In essence the instruction advised the jury that, as a matter of law, Lederle had not exercised reasonable care in waiting for FDA approval before warning of the danger because federal regulations did not require prior FDA approval. If the Judge was correct in that analysis of the regulations, then the interchange of correspondence between the FDA and Lederle concerning the request for permission to change the warnings, which the Judge permitted the jury to consider on the question of Lederle's reasonableness, was irrelevant to that issue. Armed with the knowledge it had in November 1962 and the duty to warn as soon as feasible, how could it be said that Lederle acted reasonably in waiting for a federal agency to give approval which the law did not require it to seek? Since Lederle offered no other explanation for its delay, there appears to have been no fact issue for the jury to decide.
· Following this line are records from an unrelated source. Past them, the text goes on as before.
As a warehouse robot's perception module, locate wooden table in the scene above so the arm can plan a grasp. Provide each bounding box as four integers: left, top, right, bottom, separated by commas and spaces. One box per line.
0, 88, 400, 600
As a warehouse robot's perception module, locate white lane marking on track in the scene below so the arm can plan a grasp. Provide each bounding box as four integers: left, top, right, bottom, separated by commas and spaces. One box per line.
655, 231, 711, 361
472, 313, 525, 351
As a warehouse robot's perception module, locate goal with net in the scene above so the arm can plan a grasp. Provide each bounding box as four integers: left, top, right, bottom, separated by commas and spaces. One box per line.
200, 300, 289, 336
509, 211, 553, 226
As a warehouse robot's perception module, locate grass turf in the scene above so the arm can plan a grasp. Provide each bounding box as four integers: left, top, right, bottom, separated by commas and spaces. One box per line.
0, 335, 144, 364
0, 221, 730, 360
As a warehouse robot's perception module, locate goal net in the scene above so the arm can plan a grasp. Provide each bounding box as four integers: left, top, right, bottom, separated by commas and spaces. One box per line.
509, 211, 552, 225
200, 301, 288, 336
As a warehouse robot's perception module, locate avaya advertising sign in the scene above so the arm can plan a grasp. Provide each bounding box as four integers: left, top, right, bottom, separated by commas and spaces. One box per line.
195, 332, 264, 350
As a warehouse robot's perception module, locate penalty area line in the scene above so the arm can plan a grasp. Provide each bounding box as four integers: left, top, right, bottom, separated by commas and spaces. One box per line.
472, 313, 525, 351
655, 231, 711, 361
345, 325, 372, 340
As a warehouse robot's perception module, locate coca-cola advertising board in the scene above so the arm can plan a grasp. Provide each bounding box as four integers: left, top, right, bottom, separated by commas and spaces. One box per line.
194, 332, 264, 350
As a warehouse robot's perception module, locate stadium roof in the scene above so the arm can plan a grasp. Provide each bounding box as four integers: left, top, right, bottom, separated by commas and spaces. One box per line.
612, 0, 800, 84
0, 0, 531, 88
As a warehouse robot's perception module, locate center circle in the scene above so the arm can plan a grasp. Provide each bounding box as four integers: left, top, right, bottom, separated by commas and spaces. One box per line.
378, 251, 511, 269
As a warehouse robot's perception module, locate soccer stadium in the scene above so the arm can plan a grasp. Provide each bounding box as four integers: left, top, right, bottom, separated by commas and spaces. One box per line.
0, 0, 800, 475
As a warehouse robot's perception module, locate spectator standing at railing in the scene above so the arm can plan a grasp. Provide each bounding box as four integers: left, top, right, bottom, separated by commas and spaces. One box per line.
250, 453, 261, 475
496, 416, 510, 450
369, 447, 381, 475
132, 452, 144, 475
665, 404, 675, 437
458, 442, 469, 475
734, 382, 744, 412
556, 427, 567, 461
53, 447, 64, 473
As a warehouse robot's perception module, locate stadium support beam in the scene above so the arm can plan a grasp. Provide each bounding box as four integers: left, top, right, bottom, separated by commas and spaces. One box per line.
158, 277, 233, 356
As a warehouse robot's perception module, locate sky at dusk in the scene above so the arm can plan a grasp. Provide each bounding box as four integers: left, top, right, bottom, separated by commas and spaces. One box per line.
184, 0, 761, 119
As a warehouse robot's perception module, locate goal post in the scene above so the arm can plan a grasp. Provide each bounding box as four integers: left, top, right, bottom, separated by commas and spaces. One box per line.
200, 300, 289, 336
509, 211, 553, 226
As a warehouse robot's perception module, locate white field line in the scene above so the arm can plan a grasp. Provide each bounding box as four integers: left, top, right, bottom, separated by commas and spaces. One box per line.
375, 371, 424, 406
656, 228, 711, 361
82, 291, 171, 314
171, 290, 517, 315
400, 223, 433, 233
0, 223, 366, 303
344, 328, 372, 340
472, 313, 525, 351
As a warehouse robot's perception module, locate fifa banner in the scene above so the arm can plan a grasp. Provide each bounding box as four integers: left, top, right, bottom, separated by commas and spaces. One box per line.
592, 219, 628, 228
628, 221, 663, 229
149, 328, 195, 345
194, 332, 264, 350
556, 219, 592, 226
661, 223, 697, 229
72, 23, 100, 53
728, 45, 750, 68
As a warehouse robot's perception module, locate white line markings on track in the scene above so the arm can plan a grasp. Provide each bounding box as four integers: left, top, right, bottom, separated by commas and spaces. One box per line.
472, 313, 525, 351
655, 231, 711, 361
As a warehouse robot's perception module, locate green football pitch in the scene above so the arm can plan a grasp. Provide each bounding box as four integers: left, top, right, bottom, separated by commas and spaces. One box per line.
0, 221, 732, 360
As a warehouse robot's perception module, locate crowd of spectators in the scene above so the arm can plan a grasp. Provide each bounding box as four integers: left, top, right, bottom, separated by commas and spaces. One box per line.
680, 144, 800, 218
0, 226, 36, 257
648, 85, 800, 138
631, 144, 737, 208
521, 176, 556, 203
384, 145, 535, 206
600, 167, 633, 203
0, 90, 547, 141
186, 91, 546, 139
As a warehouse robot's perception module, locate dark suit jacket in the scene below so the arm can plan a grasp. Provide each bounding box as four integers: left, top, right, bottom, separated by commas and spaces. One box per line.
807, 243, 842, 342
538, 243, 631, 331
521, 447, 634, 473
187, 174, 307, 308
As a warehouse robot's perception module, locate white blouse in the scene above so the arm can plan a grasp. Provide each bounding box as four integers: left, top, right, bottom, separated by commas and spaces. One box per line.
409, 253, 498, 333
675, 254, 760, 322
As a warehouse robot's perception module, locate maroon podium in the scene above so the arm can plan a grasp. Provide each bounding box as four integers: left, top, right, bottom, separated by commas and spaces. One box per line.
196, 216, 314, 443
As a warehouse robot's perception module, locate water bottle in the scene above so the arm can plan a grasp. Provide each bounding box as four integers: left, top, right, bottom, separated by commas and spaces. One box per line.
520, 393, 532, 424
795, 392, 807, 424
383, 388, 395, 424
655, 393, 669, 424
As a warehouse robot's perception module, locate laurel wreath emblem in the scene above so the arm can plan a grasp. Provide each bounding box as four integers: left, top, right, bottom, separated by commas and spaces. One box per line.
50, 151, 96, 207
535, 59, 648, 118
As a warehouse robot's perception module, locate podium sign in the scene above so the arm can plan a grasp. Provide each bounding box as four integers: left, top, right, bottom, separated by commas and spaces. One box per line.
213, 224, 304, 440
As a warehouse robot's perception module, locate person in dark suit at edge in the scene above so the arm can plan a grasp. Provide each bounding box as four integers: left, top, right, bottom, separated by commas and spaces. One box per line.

On the other hand, if the Judge's interpretation of the regulations was incorrect and Lederle was required to submit the changed warning to the FDA for prior approval the instruction was erroneous. The Restatement (Second) of Torts § 288C (1965) provides:
Compliance with a legislative enactment or an administrative regulation does not prevent a finding of negligence where a reasonable man would take additional precautions.
Applying that principle to this case, the question to be decided by the jury is whether Lederle in the exercise of reasonable care should have taken steps to warn physicians of its concerns while awaiting FDA approval. See Feldman I, supra, 97 N.J.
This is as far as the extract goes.